第5章 地球の危機VS魔法世代 その5
残り一日。
ついに衝突が明日に迫った最後の平穏の日。
神崎は早朝から寒い思いをして羊羹屋に並んでいた。順番は三番。
季節的には秋なのだが、朝は結構寒い。薄着で来れば致命的だったかもしれない。
彗星のことなどなんのその、羊羹屋の朝は早い。
何度か列に並ぶおばちゃんに話しかけられながら開店を待つ。かれこれ一時間。開店まではあと十分といったところか。
なにげなく空を見上げてみる。そこに彗星の形などまるで見えない。
もし今そこに彗星が見えるのだとしたら、そのスピードは非常にゆっくりとしたものになるだろう。
とんでもない速さでやってくるからこそ肉眼で見えないのだ。そして見えないから実感できないのだ。そうでなければこうして羊羹屋に並んでなどいられないだろう。

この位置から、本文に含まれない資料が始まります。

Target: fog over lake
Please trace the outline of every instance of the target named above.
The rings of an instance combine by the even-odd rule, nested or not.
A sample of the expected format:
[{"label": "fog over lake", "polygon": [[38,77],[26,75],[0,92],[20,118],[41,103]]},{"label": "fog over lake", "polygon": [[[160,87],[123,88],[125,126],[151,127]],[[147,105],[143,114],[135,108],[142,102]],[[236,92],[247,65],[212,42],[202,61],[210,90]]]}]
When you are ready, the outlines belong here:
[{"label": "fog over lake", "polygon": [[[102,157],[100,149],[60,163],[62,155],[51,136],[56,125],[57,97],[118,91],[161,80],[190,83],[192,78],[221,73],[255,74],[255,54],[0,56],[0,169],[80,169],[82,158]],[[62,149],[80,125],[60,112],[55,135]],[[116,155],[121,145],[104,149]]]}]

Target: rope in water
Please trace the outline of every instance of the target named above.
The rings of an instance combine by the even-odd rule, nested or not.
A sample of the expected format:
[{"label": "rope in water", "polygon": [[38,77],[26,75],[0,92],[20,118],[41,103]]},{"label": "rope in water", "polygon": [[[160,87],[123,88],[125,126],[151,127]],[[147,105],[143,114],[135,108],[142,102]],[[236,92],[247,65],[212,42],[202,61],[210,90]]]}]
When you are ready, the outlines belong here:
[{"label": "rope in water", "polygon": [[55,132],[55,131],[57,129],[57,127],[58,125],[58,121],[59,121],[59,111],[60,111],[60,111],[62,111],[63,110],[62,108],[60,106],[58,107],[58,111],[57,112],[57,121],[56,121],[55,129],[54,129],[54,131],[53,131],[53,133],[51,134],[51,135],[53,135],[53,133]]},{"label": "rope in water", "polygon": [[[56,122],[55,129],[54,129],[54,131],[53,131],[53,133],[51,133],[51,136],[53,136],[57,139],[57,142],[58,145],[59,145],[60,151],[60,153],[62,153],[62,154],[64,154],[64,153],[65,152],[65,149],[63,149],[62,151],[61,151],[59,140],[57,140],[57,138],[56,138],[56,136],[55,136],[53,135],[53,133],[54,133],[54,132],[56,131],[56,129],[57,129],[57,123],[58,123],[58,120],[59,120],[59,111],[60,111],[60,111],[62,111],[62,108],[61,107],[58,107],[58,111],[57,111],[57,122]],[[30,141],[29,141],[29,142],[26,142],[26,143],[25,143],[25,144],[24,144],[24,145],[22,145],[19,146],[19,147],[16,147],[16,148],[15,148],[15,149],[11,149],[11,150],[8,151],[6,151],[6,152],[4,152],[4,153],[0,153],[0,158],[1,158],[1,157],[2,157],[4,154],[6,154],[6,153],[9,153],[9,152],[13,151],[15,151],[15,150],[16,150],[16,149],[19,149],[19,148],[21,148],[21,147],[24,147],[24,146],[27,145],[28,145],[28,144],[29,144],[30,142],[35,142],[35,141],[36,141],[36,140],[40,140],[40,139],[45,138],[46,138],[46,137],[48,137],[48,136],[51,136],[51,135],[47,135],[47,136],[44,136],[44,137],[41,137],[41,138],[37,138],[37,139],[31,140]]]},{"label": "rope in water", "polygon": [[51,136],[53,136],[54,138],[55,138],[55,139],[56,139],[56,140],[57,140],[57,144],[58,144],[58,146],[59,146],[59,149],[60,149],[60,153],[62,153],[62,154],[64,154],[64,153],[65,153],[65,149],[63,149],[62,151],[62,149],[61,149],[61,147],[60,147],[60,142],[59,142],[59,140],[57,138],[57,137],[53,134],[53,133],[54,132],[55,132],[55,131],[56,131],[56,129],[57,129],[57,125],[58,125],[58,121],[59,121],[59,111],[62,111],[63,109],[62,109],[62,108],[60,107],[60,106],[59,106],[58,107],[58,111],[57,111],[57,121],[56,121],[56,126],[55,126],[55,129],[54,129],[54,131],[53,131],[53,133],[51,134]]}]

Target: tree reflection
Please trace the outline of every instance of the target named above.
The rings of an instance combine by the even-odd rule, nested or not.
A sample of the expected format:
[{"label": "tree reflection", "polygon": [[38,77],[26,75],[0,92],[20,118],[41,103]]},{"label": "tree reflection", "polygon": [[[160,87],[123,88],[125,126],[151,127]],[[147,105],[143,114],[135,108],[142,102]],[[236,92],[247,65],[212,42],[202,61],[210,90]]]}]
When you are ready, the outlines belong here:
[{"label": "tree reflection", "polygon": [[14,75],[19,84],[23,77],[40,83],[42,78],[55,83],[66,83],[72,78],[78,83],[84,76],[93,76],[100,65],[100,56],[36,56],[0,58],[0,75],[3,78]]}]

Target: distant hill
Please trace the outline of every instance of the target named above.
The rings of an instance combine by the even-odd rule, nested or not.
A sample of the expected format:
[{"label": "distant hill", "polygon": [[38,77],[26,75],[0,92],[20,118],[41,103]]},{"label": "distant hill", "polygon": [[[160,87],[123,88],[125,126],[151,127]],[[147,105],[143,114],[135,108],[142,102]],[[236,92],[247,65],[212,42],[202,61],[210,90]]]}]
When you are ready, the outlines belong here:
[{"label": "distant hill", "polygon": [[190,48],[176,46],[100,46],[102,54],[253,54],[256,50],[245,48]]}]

神崎の前後は主婦だらけ。早朝ミーティングとでも言いたげな会話が各所で繰り広げられている。どこどこの旦那がどうだとか、どこどこの息子がどうしたとか、そんな話ばかり。まるで興味が湧かないネタばかりだ。
そんな会話を耳に素通りさせながら待つこと十分。ついに店のシャッターが開けられた。
順次レジに赴き、羊羹を手にふたつ。
神崎だけがひとつしか買わない。三番手なだけに最初で最後の例外なのかはわからない。基本的にみな二本買っていく。
(よし、これで用件は済んだ)
あとは特になにもない。家で二度寝でもしていようか。
誰もいない家は広く、孤独感よりも開放感が優先する。なにも言われずにもう一度寝ることに楽しみさえ覚えるほどだ。

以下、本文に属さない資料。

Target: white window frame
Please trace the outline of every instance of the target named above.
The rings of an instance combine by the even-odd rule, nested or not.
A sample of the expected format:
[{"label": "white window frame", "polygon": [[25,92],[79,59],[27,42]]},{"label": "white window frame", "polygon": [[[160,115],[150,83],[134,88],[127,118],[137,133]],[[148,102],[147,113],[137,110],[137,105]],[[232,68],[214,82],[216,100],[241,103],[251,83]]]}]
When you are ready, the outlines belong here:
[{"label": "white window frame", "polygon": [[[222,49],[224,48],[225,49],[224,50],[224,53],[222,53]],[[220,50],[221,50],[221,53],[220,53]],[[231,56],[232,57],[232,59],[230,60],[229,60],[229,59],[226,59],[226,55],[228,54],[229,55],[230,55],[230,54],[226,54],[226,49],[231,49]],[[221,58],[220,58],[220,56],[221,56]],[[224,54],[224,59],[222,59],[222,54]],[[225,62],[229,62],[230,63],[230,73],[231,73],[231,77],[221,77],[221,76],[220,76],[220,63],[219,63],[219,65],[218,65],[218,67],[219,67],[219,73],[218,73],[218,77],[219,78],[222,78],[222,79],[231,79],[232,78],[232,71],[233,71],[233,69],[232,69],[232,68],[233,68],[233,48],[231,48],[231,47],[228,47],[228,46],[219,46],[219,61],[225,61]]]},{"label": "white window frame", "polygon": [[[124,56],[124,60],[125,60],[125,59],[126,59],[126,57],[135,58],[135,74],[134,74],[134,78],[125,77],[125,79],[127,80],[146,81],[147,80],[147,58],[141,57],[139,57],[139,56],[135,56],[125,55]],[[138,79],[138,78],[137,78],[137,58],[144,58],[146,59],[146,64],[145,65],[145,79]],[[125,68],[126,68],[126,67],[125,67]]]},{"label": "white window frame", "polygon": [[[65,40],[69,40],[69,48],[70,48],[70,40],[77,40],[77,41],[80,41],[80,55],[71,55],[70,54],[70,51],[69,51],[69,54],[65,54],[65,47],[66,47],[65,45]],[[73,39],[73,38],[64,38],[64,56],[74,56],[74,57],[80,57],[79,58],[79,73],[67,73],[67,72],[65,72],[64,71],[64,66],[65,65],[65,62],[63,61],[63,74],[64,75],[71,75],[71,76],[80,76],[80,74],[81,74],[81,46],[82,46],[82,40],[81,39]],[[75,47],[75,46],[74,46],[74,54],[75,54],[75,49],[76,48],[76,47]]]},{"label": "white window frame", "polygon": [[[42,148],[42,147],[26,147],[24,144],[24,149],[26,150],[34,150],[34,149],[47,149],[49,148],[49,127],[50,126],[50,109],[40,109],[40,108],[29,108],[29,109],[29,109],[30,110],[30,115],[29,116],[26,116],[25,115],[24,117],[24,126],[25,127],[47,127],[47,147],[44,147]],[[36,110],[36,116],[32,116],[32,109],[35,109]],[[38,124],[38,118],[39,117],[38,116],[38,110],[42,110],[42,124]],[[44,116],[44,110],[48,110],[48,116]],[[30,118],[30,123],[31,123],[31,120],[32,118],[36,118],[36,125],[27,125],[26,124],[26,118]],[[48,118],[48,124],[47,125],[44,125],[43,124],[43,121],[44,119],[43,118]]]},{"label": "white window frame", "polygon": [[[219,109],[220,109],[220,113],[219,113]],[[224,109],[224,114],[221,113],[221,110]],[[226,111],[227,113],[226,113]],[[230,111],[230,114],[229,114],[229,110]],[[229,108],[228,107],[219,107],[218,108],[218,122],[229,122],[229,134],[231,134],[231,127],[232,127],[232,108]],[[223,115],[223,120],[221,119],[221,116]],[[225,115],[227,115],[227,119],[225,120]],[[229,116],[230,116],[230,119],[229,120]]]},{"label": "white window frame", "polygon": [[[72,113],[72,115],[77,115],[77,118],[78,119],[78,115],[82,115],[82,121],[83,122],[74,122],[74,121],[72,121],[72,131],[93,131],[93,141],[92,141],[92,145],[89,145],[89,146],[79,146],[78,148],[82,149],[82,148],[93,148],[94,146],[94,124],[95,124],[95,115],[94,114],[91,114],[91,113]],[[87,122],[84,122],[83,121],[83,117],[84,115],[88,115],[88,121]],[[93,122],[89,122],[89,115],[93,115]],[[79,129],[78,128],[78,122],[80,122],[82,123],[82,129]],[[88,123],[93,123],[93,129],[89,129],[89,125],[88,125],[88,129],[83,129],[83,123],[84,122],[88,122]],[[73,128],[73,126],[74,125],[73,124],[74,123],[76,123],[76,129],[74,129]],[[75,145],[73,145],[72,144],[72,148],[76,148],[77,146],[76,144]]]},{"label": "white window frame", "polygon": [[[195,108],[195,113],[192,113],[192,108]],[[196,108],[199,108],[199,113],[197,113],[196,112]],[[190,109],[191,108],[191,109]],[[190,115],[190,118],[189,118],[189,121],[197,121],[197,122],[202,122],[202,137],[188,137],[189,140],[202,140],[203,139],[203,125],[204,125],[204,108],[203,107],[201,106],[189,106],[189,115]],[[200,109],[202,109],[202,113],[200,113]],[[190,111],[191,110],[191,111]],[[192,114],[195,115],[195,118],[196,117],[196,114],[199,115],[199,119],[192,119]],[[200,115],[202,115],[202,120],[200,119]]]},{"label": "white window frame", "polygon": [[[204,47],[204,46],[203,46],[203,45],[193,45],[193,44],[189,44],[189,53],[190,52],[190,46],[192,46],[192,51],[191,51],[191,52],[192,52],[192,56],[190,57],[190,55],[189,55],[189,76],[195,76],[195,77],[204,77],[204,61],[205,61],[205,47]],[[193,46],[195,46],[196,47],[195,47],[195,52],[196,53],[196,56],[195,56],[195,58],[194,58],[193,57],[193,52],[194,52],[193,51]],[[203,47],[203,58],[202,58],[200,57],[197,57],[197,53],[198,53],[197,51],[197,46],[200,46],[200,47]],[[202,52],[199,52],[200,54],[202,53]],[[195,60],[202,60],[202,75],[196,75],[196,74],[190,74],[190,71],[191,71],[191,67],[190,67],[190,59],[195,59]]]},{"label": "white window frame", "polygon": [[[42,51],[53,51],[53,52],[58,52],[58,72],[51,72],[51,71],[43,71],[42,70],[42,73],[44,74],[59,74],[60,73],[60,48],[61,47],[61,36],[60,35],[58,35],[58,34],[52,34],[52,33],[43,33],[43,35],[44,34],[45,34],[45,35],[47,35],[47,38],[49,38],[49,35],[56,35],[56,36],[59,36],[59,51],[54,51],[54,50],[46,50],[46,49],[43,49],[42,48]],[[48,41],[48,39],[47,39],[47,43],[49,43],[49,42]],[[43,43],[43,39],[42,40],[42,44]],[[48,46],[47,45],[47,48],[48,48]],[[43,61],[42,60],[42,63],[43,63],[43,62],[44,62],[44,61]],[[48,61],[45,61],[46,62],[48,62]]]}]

羊羹屋を離れ、数分歩いたところで見知った人物と行き会った。
青地のジャンパーを着た青い髪の男。
「やぁ」
片手を上げている。偶然を装っているのだろうか。
「……どうした、こんな朝早く」
話しやすい距離まで近づく。
「君を待っていた」
答えは短く、それでいて用件がわかりやすい。
「なんのようだ?」
「君の家で構わないか? すでに妹も向かっている」
「……そうなることが必然のような手回しの良さだな」
開放感は得られそうにない。だから、それを奪った相手に皮肉を送り込んでおく。
さして効果はなさそうだが。
「まぁ、君の両親もいないという話だ。声を潜めなくていいのはなにかと都合がいい」
爽やかな笑み。
断る権利はあるのだろうが、兄を放っておいて家に帰ってもそこに妹がいるという寸法だ。どっちもが同じ話をするのならば、片方だけ帰しても意味はないだろう。
「……行くぞ」
そうと決まればじっとしているのもバカらしい。なにより、まだ外は寒いのだ。